As always, though, there are moments of grace where I am touched by the spirit of the season, moments that reconnect me to the transcendent mystery of life.

The music of my daughter’s high school choral concert last week immersed me in traditional and new expressions of the season. Listening, I was able to just be, rather than thinking and doing. It may have been the best meditation I have ever experienced.

Last night, we attended the Christmas Eve candlelight service at our church. Each person passing the flame while singing Dona Nobis Pacem and Silent Night never fails to stream tears down my face.

Before this ever-emotional finale, two congregants shared personal reflections and insight.

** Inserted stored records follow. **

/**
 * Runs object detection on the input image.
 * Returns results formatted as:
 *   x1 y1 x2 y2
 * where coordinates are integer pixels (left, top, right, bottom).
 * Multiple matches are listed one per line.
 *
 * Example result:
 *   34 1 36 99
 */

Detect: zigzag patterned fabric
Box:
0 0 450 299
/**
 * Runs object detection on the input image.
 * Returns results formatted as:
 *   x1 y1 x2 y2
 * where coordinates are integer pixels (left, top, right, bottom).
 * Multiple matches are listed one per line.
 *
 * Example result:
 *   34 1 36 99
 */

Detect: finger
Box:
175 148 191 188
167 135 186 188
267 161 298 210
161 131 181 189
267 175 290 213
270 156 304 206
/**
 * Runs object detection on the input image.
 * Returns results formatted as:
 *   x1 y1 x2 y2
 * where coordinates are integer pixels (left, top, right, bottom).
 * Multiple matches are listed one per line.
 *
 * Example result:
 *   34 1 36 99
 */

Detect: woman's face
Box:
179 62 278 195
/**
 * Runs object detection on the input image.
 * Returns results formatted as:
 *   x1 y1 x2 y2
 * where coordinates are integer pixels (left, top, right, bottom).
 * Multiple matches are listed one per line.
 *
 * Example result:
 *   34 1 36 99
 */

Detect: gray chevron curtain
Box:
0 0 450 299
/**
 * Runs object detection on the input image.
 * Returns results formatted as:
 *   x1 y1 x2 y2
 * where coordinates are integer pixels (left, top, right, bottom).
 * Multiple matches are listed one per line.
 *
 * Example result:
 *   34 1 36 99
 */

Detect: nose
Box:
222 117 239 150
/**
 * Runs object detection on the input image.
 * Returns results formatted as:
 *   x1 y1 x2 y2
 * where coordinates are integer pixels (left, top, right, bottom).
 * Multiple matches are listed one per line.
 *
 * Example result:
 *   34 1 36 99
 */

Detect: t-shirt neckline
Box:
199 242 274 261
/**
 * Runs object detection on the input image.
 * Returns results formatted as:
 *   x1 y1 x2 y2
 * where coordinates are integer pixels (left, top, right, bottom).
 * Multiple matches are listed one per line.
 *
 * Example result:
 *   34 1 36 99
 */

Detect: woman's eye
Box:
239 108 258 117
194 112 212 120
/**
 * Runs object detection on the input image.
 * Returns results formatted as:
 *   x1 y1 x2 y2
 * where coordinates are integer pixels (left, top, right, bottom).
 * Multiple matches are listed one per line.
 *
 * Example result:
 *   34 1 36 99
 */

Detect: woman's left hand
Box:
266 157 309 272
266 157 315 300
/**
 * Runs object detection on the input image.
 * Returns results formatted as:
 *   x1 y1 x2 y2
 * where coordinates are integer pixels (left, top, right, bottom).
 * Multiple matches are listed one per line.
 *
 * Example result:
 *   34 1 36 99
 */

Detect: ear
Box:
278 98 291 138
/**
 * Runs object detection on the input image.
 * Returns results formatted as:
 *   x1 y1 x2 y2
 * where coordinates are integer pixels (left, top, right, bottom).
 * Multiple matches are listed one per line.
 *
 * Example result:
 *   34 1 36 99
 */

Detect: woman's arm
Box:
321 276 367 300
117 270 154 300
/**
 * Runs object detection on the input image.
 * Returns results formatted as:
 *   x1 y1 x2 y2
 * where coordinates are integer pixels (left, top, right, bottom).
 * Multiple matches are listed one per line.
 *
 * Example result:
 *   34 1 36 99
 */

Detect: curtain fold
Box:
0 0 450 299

One woman spoke of first-time experiences that bring such enjoyment they become traditions. Paradoxically, with time the traditions become rote, “check the box” tasks and lose their meaning and ability to create joy. Rather than serving us, we serve them and for no reason. She admonished us not to fall into the numbness of such repetition and obligation, rather to be mindful and discern the blessings in whatever happens.

The second woman told of dissolving into tears as her list of obligations mounted and seemed to overwhelm all available time. She recounted the outburst that she vented to her husband: “I have to drive to the mall through the horrible traffic to buy presents, then I have to stop by the store to buy the groceries I need for Christmas dinner, then I have to come home and clean the house, then I have to start cooking,” and on it went.

Her outlook changed dramatically when, for some reason, she replaced have with get. The tasks on her list were privileges, made possible because of her good fortune. She was healthy, with a car, with enough money to buy groceries and presents. She knew not all were able to do what she could do, not all had a loving family with whom to share the holiday.

Usually by the time Christmas arrives, I am ready for it to pass and look forward to the normal days after. This year, though, since I feel I missed much of the buildup, I want the season to linger. Perhaps in the spirit of the 12 days of Christmas or the 8 days of Hanukkah, I can hold on to the underlying essence of the season and carry the light and love and giving into the new year. No doubt the world needs it, I need it, and my blessings are plentiful.